A tokenizer that can be installed with: npm i tokenizer-1dv610 visit the github repo for more info if this page is not up to date
npm i tokenizer-1dv610
npm i tokenizer-1dv610
initilize a new object of the class 'Tokenizer' and pass in 2 arguments, the first one is the string you want to tokenize, the second on is an instance of the Grammar class that is shown below
import { Tokenizer, Grammar } from 'tokenizer-1dv610'
let wordAndDotGrammar = new Grammar()
wordAndDotGrammar.addGrammar({'regex':/^[\A-Za-z|åäöÅÄÖ]+/g,'type':'word'})
wordAndDotGrammar.addGrammar({'regex':/^./g,'type':'dot', 'sentenceEnding':'normal sentence'})
wordAndDotGrammar.addGrammar({'regex':/^?/g,'type':'question mark', 'sentenceEnding':'question'})
wordAndDotGrammar.addGrammar({'regex':/^!/g,'type':'exclamation mark', 'sentenceEnding':'announcement'})
let tokenizer = new Tokenizer('Hello this is a sentence.',wordAndDotGrammar)

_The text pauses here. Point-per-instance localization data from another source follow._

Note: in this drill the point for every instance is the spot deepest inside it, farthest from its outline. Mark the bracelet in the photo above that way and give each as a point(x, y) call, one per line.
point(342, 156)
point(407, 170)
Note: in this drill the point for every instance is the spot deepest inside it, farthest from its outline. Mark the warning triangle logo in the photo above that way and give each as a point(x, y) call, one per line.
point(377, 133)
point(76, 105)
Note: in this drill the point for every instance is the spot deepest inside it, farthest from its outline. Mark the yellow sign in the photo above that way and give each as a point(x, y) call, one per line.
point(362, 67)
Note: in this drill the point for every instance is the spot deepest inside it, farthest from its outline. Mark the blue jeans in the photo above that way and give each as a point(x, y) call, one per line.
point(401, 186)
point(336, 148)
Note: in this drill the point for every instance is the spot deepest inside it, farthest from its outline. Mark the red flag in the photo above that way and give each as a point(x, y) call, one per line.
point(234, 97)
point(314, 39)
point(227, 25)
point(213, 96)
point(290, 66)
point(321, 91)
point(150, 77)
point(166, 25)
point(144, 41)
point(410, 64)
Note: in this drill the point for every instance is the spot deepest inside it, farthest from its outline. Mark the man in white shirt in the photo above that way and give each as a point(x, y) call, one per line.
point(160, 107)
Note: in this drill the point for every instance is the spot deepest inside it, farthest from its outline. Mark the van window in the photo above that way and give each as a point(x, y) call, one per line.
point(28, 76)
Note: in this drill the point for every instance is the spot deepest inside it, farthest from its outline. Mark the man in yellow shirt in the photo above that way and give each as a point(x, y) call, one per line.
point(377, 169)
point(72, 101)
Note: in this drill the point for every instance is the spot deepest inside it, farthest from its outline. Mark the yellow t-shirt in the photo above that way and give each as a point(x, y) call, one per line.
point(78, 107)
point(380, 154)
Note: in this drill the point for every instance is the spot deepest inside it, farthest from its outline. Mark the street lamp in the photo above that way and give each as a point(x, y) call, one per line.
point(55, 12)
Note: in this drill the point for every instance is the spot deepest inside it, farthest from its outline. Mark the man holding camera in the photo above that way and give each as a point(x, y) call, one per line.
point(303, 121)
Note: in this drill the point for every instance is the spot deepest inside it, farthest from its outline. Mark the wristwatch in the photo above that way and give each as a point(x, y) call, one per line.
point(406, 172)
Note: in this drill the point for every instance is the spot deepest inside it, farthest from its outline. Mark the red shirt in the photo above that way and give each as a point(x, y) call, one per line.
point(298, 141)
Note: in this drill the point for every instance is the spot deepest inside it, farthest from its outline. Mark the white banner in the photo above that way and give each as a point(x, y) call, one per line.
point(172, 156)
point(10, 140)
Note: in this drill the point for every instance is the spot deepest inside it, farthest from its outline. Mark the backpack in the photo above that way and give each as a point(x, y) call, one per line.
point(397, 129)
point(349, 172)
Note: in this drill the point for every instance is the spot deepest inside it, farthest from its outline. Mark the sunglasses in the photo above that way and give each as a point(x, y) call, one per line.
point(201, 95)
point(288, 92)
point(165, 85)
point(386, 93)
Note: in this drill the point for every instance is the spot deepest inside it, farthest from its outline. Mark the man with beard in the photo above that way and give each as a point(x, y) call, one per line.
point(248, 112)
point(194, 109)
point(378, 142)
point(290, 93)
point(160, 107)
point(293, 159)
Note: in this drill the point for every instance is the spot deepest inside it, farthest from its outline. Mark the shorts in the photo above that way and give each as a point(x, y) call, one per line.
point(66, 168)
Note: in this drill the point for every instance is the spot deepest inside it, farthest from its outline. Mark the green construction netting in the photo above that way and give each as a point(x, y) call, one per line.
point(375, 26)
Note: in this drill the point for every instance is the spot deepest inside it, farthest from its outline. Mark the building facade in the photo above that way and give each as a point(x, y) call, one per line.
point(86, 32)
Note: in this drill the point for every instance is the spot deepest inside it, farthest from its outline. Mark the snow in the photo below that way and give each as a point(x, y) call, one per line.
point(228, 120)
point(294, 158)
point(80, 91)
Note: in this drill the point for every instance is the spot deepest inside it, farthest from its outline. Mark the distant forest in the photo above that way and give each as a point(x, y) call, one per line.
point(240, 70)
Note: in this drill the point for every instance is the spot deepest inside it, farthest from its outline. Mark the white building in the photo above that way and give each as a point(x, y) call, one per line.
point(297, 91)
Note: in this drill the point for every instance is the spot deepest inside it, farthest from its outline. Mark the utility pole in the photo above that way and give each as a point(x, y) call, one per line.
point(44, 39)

To get the current token use:
tokenizer.getCurrentToken()
To step to the next token use:
tokenizer.next()
To step to the previous token use:
tokenizer.previous()
To change the string use:
tokenizer.setString('new string')
'Hello this is a sentence.' if you try it out with the above code sentence:
console.log(tokenizer.getCurrentToken())
output: "Hello"
tokenizer.next()
tokenizer.next()
console.log(tokenizer.getCurrentToken())
output: "is"